File: regressor.md.txt

package info (click to toggle)
petsc 3.24.1%2Bdfsg1-1exp1
links: PTS, VCS
area: main
in suites: experimental
size: 524,004 kB
sloc: ansic: 762,842; cpp: 52,564; python: 39,546; f90: 17,688; javascript: 3,493; makefile: 3,206; sh: 1,508; xml: 619; objc: 445; java: 13; csh: 1
file content (204 lines) | stat: -rw-r--r-- 7,396 bytes
(ch_regressor)=

# PetscRegressor: Regression Solvers

The `PetscRegressor` component provides some basic infrastructure and a general API for supervised
machine learning tasks at a higher level of abstraction than a purely algebraic "solvers" view.
Methods are currently available for

- {any}`sec_regressor_linear`

Note that by "regressor" we mean an algorithm or implementation used to fit and apply a regression
model, following standard parlance in the machine-learning community.
Regressor here does NOT mean an independent (or predictor) variable, as it often does in the
statistics community.

(sec_regressor_usage)=

## Basic Regressor Usage

`PetscRegressor` supports supervised learning tasks:
Given a matrix of observed data $X$ with size $n_{samples}$ by $n_{features}$,
predict a vector of "target" values $y$ (of size $n_{samples}$), where the $i$th entry of $y$
corresponds to the observation (or "sample") stored in the $i$th row of $X$.
Traditionally, when the target consists of continuous values this is called "regression",
and when it consists of discrete values (or "labels"), this task is called "classification";
we use `PetscRegressor` to support both of these cases.

Before a regressor can be used to make predictions, the model must be fitted using an initial set of training data.
Once a fitted model has been obtained, it can be used to predict target values for new observations.
Every `PetscRegressor` implementation provides a `Fit()` and a `Predict()` method to support this workflow.
Fitting (or "training") a model is a relatively computationally intensive task that generally involves solving an
optimization problem (often using `TAO` solvers) to determine the model parameters, whereas making predictions
(or performing "inference") is generally much simpler.

Here, we introduce a simple example to demonstrate `PetscRegressor` usage.
Please read {any}`sec_regressor_solvers` for more in-depth discussion.
The code presented {any}`below <regressor-ex3>` solves an ordinary linear
regression problem, with various options for regularization.

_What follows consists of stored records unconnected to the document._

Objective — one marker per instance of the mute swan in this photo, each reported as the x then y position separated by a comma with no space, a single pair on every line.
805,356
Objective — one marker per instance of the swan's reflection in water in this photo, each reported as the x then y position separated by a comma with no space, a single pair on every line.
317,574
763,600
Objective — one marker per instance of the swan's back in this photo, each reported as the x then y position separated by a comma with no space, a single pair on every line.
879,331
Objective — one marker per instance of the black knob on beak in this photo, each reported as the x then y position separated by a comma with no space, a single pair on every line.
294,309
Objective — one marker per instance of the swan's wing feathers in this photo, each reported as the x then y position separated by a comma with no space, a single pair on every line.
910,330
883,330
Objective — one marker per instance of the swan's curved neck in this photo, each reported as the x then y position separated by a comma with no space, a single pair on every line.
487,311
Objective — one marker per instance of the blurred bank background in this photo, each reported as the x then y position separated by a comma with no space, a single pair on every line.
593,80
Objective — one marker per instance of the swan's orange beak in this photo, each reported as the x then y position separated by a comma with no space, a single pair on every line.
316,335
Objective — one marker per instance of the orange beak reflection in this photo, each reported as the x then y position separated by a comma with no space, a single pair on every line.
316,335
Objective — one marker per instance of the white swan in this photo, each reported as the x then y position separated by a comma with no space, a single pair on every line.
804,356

In the simplest usage of a regressor, the user provides a training (or "design") matrix
(`Mat`) and a target vector (`Vec`) against which to fit the model.
Once the regressor is fitted, the user can then obtain a vector of predicted values for a set of new observations.

PETSc's default method for solving regression problems is ordinary least squares,
`REGRESSOR_LINEAR_OLS`, which is a sub-type of linear regressor,
`PETSCREGRESSORLINEAR`.
By "linear" we mean that the model $f(x, \theta)$ is linear in its coefficients $\theta$
but not necessarily linear in its features $x$.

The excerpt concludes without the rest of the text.